For administrators in the employment category, 40% responded that expectations of increased productivity requirements were the biggest impact since PDPM, and 21% indicated a change in how productivity was calculated.
Similar group/concurrent pressures
In addition, 42% of respondents said they were mandated to provide some kind of group treatment sessions not based on their clinical judgment, according to Sampson, while 35% received a directive to provide concurrent service regardless of the individual therapist’s recommendations.
ASHA received more than 100 pages of narrative information during the survey process, which illuminated trends post-PDPM. This included how SLPs were employed and utilized in the face of layoffs and employment changes.
“It kind of hits home to feel like, these are my colleagues and peers on the field, and they’re very real implications,” Sampson said. “Things like: I can’t pay my mortgage, I lost my insurance, I didn’t get enough heads-up about this so I could find another job. People who work in SNFs and in gerontology in general are passionate about that age group. So while people do indicate that [they’ve] made transitions to other settings, or looking to make a transition, that’s not what [they] want to do, but it almost feels like they’re forced to do.”

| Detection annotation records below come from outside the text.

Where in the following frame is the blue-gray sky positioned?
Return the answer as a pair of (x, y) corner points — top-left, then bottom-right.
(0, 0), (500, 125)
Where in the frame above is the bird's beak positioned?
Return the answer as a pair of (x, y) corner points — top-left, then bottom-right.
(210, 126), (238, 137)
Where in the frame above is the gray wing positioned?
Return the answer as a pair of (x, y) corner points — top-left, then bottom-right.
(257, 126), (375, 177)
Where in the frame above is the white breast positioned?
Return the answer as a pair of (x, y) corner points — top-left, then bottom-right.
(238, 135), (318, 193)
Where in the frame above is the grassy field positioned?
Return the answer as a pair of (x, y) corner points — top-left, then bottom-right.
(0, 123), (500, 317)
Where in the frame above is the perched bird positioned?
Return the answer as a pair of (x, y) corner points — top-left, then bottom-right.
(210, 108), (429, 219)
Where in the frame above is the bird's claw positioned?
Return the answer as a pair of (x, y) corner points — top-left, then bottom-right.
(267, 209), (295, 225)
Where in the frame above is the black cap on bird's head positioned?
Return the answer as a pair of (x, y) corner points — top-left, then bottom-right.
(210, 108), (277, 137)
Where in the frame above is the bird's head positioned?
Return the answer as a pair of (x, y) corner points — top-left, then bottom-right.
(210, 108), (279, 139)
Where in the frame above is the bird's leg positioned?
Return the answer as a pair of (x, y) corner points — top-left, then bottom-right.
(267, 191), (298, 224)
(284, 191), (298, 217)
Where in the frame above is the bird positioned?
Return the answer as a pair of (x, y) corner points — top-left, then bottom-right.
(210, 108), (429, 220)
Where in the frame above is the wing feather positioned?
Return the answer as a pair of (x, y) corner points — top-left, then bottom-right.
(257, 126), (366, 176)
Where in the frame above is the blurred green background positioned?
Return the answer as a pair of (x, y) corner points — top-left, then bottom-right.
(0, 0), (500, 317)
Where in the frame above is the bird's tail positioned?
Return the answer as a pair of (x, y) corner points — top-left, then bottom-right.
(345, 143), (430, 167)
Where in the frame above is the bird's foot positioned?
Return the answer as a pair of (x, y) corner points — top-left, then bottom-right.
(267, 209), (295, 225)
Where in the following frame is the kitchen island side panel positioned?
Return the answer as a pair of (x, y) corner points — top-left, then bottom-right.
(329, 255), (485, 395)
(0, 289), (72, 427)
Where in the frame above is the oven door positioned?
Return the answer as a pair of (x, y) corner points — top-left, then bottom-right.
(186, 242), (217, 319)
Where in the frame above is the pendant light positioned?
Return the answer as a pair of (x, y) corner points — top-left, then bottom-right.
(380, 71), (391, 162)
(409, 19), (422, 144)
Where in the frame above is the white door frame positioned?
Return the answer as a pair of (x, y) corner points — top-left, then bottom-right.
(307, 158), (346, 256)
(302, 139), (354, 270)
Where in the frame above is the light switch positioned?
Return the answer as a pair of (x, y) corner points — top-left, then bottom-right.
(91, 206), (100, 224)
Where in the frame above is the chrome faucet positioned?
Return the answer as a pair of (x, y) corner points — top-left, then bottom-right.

In further commenting about the narrative trends, no one company was particularly problematic in implementing PDPM strategies in relation to therapy and patient care, Sampson said — but the overall changes pointed to a major reduction in therapy services.
More specifically, clinicians reported a trend of high-acuity residents not receiving enough individual care in the first few days, when it could be most needed.

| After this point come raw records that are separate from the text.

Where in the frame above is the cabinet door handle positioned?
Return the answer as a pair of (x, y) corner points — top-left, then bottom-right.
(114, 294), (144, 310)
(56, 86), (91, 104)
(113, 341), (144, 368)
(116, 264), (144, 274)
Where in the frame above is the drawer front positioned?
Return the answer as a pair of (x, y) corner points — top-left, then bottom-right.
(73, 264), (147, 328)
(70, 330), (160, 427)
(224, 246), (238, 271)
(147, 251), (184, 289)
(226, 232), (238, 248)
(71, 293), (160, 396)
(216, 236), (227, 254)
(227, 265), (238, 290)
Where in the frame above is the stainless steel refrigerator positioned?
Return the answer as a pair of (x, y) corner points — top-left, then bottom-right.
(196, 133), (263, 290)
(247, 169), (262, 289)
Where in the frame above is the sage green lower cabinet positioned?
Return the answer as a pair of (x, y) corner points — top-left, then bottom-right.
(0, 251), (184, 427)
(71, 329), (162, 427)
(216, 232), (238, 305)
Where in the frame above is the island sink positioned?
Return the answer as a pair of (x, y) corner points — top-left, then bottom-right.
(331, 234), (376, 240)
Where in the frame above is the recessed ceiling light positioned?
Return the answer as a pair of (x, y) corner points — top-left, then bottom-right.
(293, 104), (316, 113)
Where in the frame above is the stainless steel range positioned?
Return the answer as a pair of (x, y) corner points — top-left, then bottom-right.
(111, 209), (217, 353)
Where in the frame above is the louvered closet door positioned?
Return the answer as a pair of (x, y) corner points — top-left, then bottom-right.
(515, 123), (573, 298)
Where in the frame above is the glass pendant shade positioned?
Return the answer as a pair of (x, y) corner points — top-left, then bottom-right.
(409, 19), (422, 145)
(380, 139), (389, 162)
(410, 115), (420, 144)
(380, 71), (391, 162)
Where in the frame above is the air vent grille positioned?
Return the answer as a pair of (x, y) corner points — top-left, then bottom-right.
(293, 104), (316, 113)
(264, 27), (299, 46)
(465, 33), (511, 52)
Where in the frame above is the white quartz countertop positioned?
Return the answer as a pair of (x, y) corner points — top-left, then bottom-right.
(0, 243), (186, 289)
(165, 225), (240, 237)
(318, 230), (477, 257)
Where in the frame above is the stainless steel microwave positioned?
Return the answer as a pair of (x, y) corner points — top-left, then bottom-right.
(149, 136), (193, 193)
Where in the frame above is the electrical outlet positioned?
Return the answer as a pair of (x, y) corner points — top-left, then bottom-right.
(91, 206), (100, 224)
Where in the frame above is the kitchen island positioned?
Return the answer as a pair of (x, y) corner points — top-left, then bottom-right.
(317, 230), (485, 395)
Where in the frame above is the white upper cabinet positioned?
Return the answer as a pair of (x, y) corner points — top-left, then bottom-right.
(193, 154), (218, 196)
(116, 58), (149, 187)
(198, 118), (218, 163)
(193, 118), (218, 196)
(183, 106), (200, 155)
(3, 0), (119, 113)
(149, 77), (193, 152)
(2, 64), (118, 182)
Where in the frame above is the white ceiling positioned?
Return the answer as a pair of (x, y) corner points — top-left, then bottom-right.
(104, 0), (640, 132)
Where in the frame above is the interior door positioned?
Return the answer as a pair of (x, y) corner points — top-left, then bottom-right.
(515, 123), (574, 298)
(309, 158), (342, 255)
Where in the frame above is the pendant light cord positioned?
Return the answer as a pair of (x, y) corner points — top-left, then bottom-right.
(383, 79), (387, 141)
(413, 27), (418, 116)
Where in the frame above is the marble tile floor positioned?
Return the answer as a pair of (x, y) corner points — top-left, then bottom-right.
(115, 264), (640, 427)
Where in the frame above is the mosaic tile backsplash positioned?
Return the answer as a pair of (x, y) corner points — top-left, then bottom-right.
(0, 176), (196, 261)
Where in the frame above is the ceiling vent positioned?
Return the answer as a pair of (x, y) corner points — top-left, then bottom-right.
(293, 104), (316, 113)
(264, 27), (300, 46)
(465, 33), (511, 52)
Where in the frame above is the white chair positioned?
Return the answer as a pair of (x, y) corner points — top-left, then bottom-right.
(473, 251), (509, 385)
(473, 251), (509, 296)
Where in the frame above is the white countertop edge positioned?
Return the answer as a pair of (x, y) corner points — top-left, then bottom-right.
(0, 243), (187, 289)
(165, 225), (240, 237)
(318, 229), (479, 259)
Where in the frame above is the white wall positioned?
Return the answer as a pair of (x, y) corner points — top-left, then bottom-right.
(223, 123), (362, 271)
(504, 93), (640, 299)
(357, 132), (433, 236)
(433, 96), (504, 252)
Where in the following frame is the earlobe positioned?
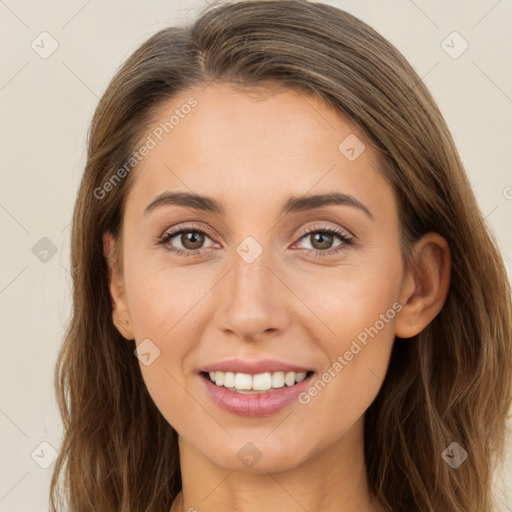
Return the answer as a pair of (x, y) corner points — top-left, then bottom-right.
(103, 231), (134, 340)
(395, 232), (451, 338)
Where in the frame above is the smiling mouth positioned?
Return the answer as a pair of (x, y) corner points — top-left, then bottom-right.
(200, 370), (315, 395)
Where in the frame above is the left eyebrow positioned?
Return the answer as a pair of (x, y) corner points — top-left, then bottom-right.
(280, 192), (375, 220)
(144, 192), (375, 220)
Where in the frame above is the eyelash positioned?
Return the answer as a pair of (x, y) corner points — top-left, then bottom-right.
(157, 225), (355, 258)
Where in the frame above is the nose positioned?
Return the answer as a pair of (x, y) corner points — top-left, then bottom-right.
(217, 239), (292, 340)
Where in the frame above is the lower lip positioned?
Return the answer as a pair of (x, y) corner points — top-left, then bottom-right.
(199, 373), (315, 416)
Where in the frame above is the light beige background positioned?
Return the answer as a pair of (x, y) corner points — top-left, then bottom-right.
(0, 0), (512, 512)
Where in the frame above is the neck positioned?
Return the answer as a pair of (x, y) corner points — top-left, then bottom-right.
(170, 421), (384, 512)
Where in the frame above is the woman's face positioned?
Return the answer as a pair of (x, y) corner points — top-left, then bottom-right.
(107, 85), (404, 471)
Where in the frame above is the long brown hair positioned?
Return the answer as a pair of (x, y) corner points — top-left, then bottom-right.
(50, 0), (512, 512)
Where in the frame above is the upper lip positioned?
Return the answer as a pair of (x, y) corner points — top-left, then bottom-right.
(200, 359), (310, 375)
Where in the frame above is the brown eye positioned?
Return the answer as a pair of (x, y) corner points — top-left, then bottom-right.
(309, 231), (334, 251)
(180, 231), (204, 250)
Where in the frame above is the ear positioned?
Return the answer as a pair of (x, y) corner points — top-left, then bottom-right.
(395, 232), (451, 338)
(103, 231), (135, 340)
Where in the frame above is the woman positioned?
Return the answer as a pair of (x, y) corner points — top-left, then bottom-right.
(51, 0), (512, 512)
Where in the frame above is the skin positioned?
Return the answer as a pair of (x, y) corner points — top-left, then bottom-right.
(104, 84), (450, 512)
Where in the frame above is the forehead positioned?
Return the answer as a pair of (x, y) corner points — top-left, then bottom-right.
(125, 84), (392, 220)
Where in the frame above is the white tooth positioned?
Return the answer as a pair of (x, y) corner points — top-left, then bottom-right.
(252, 372), (272, 391)
(235, 373), (252, 389)
(295, 372), (306, 382)
(272, 372), (284, 388)
(284, 372), (295, 386)
(224, 372), (235, 388)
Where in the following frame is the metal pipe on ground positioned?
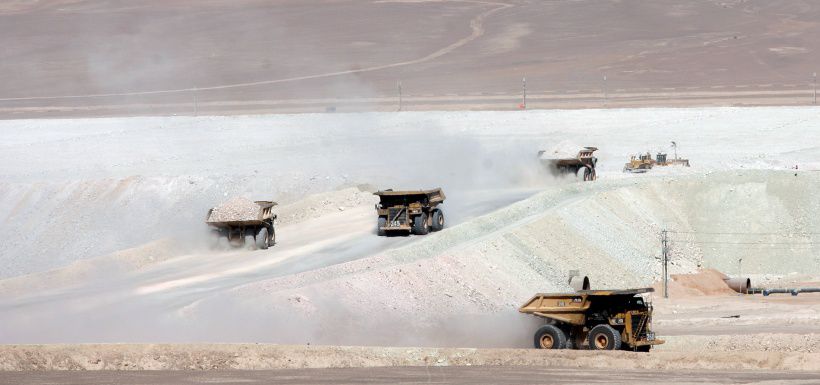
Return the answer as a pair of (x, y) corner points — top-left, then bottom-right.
(569, 275), (590, 291)
(762, 287), (820, 297)
(723, 277), (752, 294)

For example, one therapist said that “all her new admissions were getting 14 to 16 minutes of treatment for 50% of her caseload,” Sampson said, which is an indication of a need for more quality treatment and time, she added.
In one case, a patient with Parkinson’s disease was in need of more treatment time and increased comprehensive therapy, according to one therapist, but resources were not allocated, and the patient developed aspiration pneumonia as a result of reduced services.
Speech language pathologists offer swallowing treatments for patients with diagnoses like Parkinson’s, which involve chronic conditions that can impact safe swallowing.
“Her concern is … that her recommendations for care are not being complied with,” Sampson said. “And this is somebody who says she has 10 years of experience. She’s working on her board certification in swallowing and yet that clinical judgment is not being followed.”